Goats...fences... Isn't there an old Texas saying about goat fencing that "it ain't tight enough if smoke blows through it"?
Our fencing (not for goats!) has lots of elevation changes like terraces. I think that the challenge is the inside corner, where the uphill fence and the horizontal fence will be trying to pull the inside fence post up and out. I would suggest that the inside corner, close to the hill, should have at least a corner style "H" braced double posts to handle the fence stress. If your terrace isn't large, I would brace the post uphill to the inside post as well, giving you all three posts being fastened together to resist the fence strain. For all of them, I would put in the deepest post that I could get away with. For goat fencing, you would usually need to cut the fence into an uphill piece, a terrace piece, and a downhill piece, and stretch each of them individually.

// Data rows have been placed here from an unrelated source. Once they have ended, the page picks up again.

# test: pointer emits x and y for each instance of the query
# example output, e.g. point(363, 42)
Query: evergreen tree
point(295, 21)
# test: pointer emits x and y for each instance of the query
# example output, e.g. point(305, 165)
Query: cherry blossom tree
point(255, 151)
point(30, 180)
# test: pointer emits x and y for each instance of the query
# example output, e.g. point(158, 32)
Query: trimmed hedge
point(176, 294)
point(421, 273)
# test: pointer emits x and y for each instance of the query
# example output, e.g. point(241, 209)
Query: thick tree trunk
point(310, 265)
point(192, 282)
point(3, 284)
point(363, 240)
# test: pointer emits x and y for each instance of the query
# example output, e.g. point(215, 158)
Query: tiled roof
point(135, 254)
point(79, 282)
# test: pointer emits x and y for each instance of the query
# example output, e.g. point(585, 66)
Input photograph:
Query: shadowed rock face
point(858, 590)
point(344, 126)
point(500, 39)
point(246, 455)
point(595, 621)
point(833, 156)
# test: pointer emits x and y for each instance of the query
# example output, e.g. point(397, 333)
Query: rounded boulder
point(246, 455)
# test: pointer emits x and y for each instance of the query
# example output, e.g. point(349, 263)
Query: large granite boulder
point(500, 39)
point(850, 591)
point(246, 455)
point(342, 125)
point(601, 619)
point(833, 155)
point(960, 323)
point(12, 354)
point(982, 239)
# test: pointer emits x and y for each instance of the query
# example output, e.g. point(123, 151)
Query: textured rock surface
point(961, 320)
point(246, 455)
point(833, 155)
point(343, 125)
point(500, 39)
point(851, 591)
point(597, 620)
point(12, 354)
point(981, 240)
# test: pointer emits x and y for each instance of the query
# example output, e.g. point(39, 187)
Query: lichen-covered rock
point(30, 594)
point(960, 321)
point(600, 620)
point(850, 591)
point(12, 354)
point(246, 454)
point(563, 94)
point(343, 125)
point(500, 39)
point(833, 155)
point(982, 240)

We have used two 2" pipe driven in 3-5', crossing just above ground level and a wire tying the two together running up the fence to provide an anchor to apply down force on a barbed wire fence at the inside corner. I doubt that would work for you. If I were doing it again, I would use three pieces of steel fence posts, welded together.

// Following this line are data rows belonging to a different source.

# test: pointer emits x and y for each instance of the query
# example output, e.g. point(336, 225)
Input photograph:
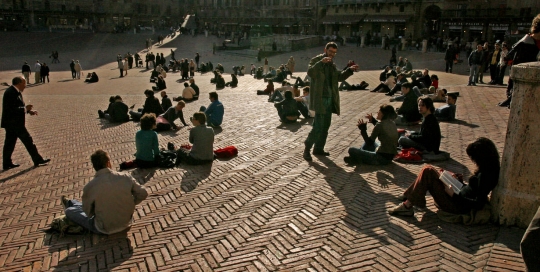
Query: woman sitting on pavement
point(147, 143)
point(202, 139)
point(386, 131)
point(166, 121)
point(472, 196)
point(429, 137)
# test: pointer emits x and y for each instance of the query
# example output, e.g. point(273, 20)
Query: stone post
point(517, 196)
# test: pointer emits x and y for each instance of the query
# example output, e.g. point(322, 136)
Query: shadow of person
point(364, 204)
point(198, 173)
point(89, 256)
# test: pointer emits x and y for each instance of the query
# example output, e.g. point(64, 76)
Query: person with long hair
point(372, 152)
point(472, 196)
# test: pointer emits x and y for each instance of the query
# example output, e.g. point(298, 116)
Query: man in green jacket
point(324, 97)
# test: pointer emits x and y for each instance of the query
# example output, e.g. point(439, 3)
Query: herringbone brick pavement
point(265, 210)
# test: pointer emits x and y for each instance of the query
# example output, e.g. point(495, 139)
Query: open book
point(448, 179)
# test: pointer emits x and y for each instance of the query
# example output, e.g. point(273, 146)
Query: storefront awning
point(386, 18)
point(342, 19)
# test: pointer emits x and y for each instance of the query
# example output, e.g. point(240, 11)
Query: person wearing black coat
point(525, 50)
point(14, 113)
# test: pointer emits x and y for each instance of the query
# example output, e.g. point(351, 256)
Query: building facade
point(98, 15)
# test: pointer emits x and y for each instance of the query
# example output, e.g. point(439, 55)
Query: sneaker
point(401, 210)
point(65, 202)
point(307, 156)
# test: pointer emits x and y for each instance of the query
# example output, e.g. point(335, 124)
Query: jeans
point(406, 142)
point(75, 213)
point(366, 154)
point(318, 134)
point(473, 74)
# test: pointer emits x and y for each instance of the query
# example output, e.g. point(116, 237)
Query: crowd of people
point(319, 100)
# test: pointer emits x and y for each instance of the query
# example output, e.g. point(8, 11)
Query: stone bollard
point(517, 196)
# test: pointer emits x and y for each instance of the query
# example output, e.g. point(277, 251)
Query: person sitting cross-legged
point(408, 112)
point(448, 111)
point(215, 111)
point(472, 196)
point(372, 152)
point(108, 200)
point(287, 108)
point(166, 121)
point(428, 139)
point(187, 94)
point(202, 139)
point(146, 141)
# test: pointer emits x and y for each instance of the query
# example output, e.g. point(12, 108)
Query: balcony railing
point(478, 13)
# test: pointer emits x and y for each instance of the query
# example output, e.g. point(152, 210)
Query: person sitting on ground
point(303, 103)
point(214, 112)
point(351, 87)
point(278, 93)
point(408, 66)
point(108, 200)
point(233, 82)
point(408, 112)
point(259, 73)
point(438, 95)
point(435, 81)
point(151, 105)
point(220, 82)
point(425, 80)
point(165, 100)
point(386, 131)
point(187, 94)
point(146, 141)
point(160, 84)
point(447, 112)
point(428, 139)
point(401, 78)
point(202, 139)
point(117, 111)
point(166, 121)
point(287, 109)
point(387, 85)
point(269, 89)
point(92, 77)
point(302, 83)
point(472, 196)
point(195, 88)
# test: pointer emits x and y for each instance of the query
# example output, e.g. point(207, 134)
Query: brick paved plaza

FWIW: We also run electric fence inside to keep animals from pressuring or exploring the main fence.
Having grown up with hillsides with relatively slow change of slope, I find these rapid change of slope fences a lot more work, because you need so many control structures to get the forces right on the fence. If we had more rock, I would consider
@oosik's suggestion of gabions, but for goats I would put the gabion outside their enclosure.